What a buyer actually needs, by stage
Not every organization needs every piece, and buying all of it at once is a common waste. Think of it in stages. A small team usually needs strong authentication first: SSO if the tools support it, with MFA enforced at the identity provider. That alone closes the biggest gaps. As the team grows and access sprawls, authorization matters more, so role-based permissions and a reliable audit log become worth the effort. Only at real scale, with a large and changing workforce, does automated provisioning through SCIM move from nice to necessary.
The practical lesson is to match the machinery to the stage you are in, not the stage you imagine. A ten-person company that insists on SCIM before it has SSO is solving the wrong problem in the wrong order. A five-hundred-person company relying on manual account cleanup is courting the access it forgot to revoke. If you are vetting a smaller vendor through all of this, the companion piece on how enterprise trust is earned is worth your time, because the process matters as much as the checklist.
What is the difference between authentication and authorization?
Authentication proves who you are, such as logging in. Authorization decides what you are allowed to do once you are in, such as whether you can delete a record. Most enterprise identity features handle one or the other, and keeping them separate makes the whole topic clearer.
Do I need SAML or OIDC?
You need whichever your identity provider and your applications support. SAML is older and common in established enterprises. OIDC is newer and friendly to modern apps. Many organizations require SAML, so a tool that supports both is the safest. The full comparison is in the SAML vs OIDC post.

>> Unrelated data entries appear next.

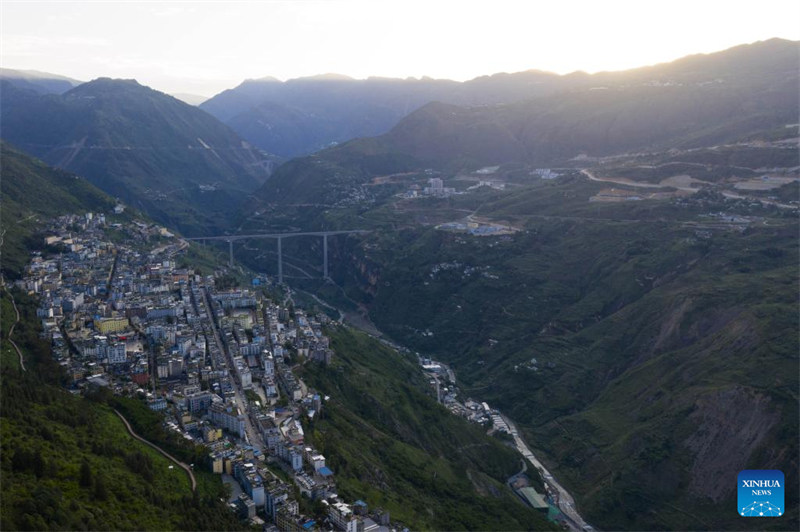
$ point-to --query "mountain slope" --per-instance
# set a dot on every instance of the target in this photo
(29, 189)
(40, 82)
(301, 116)
(147, 148)
(696, 102)
(304, 115)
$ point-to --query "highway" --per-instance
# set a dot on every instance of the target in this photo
(564, 500)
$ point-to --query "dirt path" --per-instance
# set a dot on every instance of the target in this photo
(160, 450)
(11, 331)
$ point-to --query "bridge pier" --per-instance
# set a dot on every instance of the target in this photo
(280, 262)
(324, 256)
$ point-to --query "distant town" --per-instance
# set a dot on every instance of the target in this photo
(121, 313)
(217, 362)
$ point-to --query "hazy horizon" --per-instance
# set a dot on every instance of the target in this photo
(204, 48)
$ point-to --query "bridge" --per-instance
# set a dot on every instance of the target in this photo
(279, 237)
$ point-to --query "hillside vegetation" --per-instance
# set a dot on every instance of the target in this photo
(147, 148)
(68, 463)
(392, 445)
(31, 191)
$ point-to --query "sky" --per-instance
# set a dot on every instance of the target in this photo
(204, 47)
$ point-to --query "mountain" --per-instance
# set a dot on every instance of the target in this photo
(638, 320)
(30, 191)
(695, 102)
(41, 82)
(191, 99)
(172, 160)
(304, 115)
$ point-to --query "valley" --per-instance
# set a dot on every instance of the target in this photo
(313, 291)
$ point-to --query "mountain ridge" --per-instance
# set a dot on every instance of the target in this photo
(157, 153)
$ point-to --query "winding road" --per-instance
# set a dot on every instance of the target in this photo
(564, 500)
(160, 450)
(11, 331)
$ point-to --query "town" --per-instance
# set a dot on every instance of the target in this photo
(216, 361)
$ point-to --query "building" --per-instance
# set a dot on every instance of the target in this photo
(228, 417)
(343, 518)
(111, 325)
(199, 401)
(116, 353)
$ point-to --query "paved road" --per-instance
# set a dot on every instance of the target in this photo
(160, 450)
(565, 501)
(11, 331)
(253, 436)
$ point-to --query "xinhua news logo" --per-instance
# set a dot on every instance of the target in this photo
(761, 493)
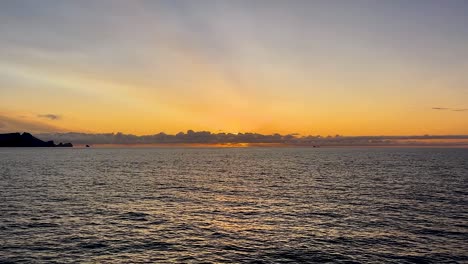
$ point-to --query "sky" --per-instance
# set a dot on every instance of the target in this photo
(308, 67)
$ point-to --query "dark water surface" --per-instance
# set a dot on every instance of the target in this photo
(252, 205)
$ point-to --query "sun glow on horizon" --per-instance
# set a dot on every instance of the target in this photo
(267, 68)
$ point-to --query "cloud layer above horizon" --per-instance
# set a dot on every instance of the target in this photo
(308, 67)
(255, 139)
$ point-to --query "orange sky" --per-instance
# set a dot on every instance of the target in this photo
(144, 68)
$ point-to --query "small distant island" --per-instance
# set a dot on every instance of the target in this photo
(27, 140)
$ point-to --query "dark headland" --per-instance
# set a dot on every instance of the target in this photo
(27, 140)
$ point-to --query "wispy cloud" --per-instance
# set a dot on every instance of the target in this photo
(450, 109)
(253, 139)
(50, 116)
(440, 108)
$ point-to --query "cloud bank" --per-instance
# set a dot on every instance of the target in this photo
(255, 139)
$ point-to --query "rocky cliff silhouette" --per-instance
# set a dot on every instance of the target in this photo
(27, 140)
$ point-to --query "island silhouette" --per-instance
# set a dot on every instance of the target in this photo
(27, 140)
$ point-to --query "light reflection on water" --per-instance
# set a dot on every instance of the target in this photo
(262, 205)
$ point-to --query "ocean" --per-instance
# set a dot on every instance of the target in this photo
(234, 205)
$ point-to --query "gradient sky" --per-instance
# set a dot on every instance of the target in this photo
(308, 67)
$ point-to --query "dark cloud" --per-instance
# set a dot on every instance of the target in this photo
(50, 116)
(206, 137)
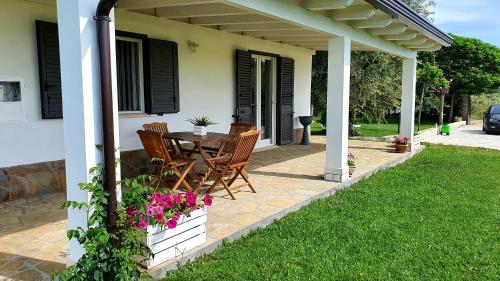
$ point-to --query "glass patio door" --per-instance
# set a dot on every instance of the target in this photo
(264, 95)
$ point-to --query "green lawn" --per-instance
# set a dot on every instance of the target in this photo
(380, 130)
(435, 217)
(373, 130)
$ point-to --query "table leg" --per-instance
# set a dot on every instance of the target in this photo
(205, 157)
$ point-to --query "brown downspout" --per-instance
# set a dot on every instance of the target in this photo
(102, 18)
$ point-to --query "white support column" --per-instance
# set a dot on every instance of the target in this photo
(81, 103)
(407, 121)
(337, 108)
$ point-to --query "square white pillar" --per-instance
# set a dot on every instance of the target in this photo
(82, 121)
(407, 121)
(337, 108)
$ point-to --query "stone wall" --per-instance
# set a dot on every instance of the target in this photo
(49, 177)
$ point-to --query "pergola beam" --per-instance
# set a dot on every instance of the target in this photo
(147, 4)
(417, 41)
(326, 4)
(407, 35)
(207, 10)
(291, 33)
(395, 28)
(295, 38)
(425, 45)
(354, 13)
(436, 47)
(259, 27)
(373, 22)
(236, 19)
(317, 42)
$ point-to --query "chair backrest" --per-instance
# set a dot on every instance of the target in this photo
(162, 129)
(244, 146)
(155, 146)
(235, 131)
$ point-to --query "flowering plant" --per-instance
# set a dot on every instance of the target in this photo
(165, 209)
(351, 159)
(401, 140)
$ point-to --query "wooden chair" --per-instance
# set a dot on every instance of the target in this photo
(227, 168)
(162, 128)
(162, 159)
(228, 147)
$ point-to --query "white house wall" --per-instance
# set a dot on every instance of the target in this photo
(206, 79)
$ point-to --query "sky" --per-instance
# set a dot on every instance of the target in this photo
(470, 18)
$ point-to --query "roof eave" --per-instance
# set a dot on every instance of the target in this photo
(410, 17)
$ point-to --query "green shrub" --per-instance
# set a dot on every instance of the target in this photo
(481, 103)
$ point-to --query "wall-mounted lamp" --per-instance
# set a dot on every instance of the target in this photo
(193, 46)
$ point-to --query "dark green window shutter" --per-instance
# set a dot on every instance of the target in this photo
(49, 70)
(162, 92)
(286, 72)
(244, 112)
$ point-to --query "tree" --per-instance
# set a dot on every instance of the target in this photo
(375, 79)
(472, 66)
(431, 76)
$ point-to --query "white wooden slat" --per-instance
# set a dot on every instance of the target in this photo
(326, 4)
(183, 219)
(146, 4)
(179, 229)
(177, 250)
(208, 10)
(234, 19)
(172, 241)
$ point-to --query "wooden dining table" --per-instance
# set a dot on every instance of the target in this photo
(200, 142)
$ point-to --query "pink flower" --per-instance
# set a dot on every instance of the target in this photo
(171, 223)
(178, 198)
(149, 211)
(142, 223)
(190, 199)
(208, 200)
(159, 217)
(169, 203)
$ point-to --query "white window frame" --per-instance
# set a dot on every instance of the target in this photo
(141, 76)
(272, 140)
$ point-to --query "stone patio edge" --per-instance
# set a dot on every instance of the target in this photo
(161, 270)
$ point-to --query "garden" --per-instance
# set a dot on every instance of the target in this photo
(418, 221)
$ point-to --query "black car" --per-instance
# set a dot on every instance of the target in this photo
(491, 120)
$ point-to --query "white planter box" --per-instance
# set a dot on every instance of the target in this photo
(416, 140)
(199, 130)
(169, 243)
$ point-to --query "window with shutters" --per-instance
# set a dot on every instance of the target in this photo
(129, 73)
(147, 73)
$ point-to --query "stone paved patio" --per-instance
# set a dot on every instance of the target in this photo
(32, 231)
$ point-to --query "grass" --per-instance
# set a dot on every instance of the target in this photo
(380, 130)
(373, 130)
(435, 217)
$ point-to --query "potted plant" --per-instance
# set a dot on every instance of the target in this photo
(351, 163)
(200, 125)
(401, 144)
(174, 222)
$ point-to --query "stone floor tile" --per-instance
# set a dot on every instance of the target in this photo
(33, 230)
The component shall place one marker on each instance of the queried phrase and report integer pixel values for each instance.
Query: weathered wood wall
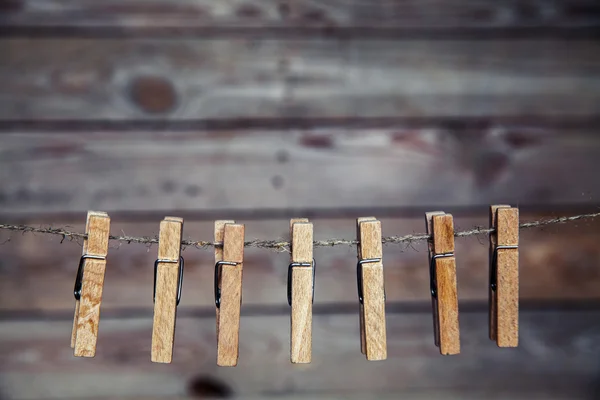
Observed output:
(266, 110)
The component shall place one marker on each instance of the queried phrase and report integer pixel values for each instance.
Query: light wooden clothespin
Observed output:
(89, 283)
(504, 276)
(228, 290)
(168, 280)
(442, 270)
(371, 290)
(300, 289)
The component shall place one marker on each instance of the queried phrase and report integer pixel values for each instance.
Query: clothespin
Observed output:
(228, 290)
(371, 290)
(89, 283)
(442, 271)
(300, 289)
(504, 276)
(168, 281)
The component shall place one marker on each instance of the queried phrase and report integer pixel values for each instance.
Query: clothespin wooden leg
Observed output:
(371, 290)
(300, 289)
(89, 284)
(443, 282)
(504, 276)
(228, 290)
(168, 278)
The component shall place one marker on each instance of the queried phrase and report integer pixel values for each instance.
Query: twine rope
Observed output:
(282, 245)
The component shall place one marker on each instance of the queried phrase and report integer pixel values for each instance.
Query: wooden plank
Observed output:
(161, 16)
(557, 263)
(507, 292)
(373, 288)
(42, 172)
(92, 284)
(120, 15)
(228, 317)
(447, 296)
(33, 350)
(302, 281)
(167, 289)
(218, 79)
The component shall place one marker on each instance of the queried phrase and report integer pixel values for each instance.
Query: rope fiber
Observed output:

Is MFA a feature of each app?
Usually not directly. In enterprise setups, MFA is typically enforced at the identity provider, so it applies to every application reached through SSO. When evaluating an app, the more useful question is whether it supports SSO so your identity provider's MFA covers it.
Does wrxstack support SSO and audit logs?
Yes. wrxstack offers single sign-on through your own identity provider and an audit log of activity. It does not offer SCIM directory sync or a named RBAC product, and it states these limits openly rather than implying full enterprise coverage.
What should a small team buy first?
Start with authentication: SSO where your tools support it, with MFA enforced at the identity provider. Add role-based permissions and an audit log as access grows. Leave automated provisioning through SCIM until your workforce is large and changing enough to need it.
Where wrxstack honestly stands
wrxstack offers SSO and an audit log, and it enforces permissions so the assistant and people only act within their access. It does not offer SCIM directory sync or a named RBAC feature, and it holds no security certifications today. If your organization requires automated provisioning or an audited vendor, wrxstack is not the right fit yet, and this guide would be worthless if it hid that. If SSO and a clear record of activity are what you actually need, those are real and in place.